1. Les femmes n’ont ainsi pu gérer leurs biens propres, travailler sans l’autorisation de leur mari et ouvrir un compte en banque que depuis la réforme des régimes matrimoniaux de 1965.
2. Le Front homosexuel d’action révolutionnaire (FHAR), apparu en 1971 contre les lois discriminatoires de Vichy poursuivant les homos (elles seront abrogées en 1982 seulement), a par exemple multiplié jusqu’en 1974 les interventions contre l’Etat « bourgeois et hétéropatriarcal » avec des slogans tels que : « Prolétaires de tous les pays, caressez-vous ! », « La lutte de classes passe par le corps » ou encore : « Nous sommes plus de 343 salopes, nous nous sommes fait enculer par des Arabes, nous en sommes fiers et nous recommencerons ».
3. Dans le registre érotique, un musulman vivant aux Pays-Bas a bien créé au printemps dernier sur le Net El Asira, un sex-shop halal (avec produits sans graisses animales) pour améliorer les relations sexuelles des couples mariés, car « l’islam encourage le plaisir dans les rapports conjugaux »…
4. A commencer par l’âge de la majorité sexuelle, de 15 ans en France pour les mineur-e-s, et la possibilité qu’ont les parents de s’opposer à une relation s’ils pensent que « la santé, la sécurité, ou la moralité du mineur non émancipé sont en danger ou si les conditions de son éducation sont gravement compromises ».
5. Pour approfondir cette question et d’autres posées ici, voir notamment le hors-série CA n° 5 : « Libération sexuelle et émancipation sociale », 4e trimestre 2000 ; « Corps, rapports sociaux et ordre moral », CA n° 113, novembre 2001 ; « Prêt‑à‑penser et bon pour cogner au menu du jour », CA n° 136, février 2004 ; « A bas la hiérarchie ! Vive l’autonomie ! », CA n° 183, octobre 2008.

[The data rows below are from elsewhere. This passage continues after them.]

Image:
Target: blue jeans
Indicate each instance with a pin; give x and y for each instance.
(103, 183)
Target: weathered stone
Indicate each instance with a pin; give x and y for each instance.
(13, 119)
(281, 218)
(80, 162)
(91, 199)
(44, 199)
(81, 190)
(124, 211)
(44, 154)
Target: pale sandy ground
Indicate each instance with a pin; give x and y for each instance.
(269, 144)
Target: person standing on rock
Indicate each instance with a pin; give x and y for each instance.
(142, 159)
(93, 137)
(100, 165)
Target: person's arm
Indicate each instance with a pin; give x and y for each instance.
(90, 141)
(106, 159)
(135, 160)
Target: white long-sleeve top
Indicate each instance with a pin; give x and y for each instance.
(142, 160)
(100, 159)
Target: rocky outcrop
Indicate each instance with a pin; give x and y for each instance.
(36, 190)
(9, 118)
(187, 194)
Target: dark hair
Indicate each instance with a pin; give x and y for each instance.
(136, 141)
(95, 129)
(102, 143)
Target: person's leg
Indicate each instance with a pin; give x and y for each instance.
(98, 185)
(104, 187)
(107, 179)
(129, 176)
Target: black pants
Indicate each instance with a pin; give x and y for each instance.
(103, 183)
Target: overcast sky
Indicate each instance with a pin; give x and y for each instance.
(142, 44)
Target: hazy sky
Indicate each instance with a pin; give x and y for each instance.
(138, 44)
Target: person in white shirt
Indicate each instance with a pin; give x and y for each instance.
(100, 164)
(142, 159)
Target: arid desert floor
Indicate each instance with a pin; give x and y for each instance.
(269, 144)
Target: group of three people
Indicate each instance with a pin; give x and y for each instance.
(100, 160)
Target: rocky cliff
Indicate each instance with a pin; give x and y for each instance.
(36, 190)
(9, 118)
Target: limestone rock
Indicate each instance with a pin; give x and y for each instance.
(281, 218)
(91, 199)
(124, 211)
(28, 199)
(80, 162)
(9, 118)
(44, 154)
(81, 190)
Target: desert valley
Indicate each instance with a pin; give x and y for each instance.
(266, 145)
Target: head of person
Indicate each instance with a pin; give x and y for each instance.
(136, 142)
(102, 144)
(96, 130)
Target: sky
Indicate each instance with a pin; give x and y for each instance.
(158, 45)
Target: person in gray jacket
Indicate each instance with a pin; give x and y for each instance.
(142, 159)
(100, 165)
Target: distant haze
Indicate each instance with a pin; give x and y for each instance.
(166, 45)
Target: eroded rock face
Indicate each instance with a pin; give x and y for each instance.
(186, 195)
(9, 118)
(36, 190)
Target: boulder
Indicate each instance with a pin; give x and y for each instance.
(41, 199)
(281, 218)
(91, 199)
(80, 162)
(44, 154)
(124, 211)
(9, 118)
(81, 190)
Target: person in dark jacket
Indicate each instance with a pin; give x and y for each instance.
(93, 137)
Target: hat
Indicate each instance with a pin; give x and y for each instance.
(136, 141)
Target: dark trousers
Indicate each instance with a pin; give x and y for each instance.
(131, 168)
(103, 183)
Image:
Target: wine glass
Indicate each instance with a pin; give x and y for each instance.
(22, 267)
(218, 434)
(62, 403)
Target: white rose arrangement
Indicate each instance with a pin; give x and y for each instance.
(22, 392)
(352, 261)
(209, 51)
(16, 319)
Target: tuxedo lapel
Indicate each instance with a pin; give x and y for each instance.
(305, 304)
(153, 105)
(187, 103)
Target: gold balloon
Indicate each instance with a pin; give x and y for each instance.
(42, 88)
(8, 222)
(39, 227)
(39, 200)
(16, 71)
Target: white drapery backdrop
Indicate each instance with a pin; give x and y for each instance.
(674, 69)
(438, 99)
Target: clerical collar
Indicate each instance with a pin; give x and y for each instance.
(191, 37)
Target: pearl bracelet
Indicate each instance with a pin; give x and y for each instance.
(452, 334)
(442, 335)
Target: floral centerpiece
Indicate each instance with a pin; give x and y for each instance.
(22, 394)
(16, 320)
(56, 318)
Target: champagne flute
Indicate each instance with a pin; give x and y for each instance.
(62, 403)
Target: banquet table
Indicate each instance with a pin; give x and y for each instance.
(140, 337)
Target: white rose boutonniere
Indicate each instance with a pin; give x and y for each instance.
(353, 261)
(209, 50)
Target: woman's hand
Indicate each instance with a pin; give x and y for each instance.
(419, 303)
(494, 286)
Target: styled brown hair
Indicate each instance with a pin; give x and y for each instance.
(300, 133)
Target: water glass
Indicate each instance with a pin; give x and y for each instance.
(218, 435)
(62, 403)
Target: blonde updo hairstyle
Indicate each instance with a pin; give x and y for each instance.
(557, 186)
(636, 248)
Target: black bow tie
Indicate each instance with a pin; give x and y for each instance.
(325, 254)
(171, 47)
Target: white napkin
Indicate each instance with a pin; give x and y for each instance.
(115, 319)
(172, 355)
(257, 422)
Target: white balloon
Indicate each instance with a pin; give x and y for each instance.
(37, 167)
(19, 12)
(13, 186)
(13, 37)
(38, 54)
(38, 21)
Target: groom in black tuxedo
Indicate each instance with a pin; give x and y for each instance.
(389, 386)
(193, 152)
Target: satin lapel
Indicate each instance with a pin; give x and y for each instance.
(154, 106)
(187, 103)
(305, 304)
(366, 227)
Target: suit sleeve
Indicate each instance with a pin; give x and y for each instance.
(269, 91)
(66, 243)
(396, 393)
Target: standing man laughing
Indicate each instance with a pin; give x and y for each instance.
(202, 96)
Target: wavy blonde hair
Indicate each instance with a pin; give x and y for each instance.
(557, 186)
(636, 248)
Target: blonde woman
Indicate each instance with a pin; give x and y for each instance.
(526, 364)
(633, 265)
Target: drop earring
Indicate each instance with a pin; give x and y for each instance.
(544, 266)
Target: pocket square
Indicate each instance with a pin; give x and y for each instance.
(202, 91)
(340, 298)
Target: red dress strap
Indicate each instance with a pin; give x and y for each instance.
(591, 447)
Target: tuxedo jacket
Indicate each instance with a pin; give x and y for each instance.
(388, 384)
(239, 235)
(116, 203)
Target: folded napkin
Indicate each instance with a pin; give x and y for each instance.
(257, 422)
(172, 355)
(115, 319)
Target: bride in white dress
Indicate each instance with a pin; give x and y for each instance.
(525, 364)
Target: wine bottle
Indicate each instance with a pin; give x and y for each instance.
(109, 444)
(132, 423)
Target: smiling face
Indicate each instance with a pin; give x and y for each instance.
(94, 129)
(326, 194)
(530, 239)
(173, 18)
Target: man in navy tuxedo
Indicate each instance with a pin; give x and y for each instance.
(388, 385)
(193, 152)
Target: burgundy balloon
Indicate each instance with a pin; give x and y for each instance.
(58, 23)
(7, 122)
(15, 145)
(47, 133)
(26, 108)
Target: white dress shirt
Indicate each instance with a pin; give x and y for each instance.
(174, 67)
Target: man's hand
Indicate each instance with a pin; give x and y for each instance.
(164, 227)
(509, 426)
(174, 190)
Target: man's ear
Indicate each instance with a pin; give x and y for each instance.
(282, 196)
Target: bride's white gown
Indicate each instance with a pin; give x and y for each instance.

L’harmonie par le « polyamour »… et la réalité de classe

Pourquoi pas ?, le film de Coline Serreau sorti en 1977, mettait en scène deux hommes et une femme dans la trentaine ayant des relations sexuelles et vivant dans un pavillon de banlieue ensemble. Le problème des tâches ménagères était « résolu » par le fait qu’elles incombaient à l’un des hommes, l’autre jouant de la musique et la femme travaillant comme lectrice auprès d’une vieille dame. De beaux jeunes gens en bonne santé, sans rapports de pouvoir ni problème d’argent apparents, sans enfants à s’occuper, la sérénité parfaite…
Une jolie fable vantée dans des milieux citadins aisés de la France où une version américaine du « couple libre » est apparemment en vogue (Le Monde magazine du 17 avril 2010). Des trentenaires vivant seul-e-s, et œuvrant souvent dans la communication et les médias, mènent de front plusieurs relations amoureuses et sexuelles. Considérant une vie sexuelle active comme aussi bénéfique que leur vie mondaine, ils et elles établissent leurs relations sur la « polyfidélité » et la compersion (ou antijalousie) : il s’agit d’être heureux du bonheur de l’autre, et de construire des relations basées sur la confiance, le respect et le dialogue permanent, en luttant contre tout sentiment de jalousie. Cette recherche d’un épanouissement réciproque est grandement facilitée par les ressources financières que fournissent leurs activités professionnelles lucratives ainsi que par l’absence d’enfants – deux éléments maximisant l’indépendance des femmes.
A l’autre bout de l’échelle sociale, une grande majorité d’autres, désignées dans les statistiques officielles comme « familles monoparentales » parce qu’elles élèvent seules leur(s) gosses(s), n’ont ni les moyens d’une telle liberté ni le loisir de la rechercher : leurs emplois à temps partiel sous-payés et parmi les plus flexibles les condamnent à un dénuement matériel comme à un isolement affectif.
Ainsi joue, sur le terrain de la sexualité comme ailleurs, l’appartenance de classe. C’est pourquoi l’oppression patriarcale et l’exploitation capitaliste sont à combattre de front.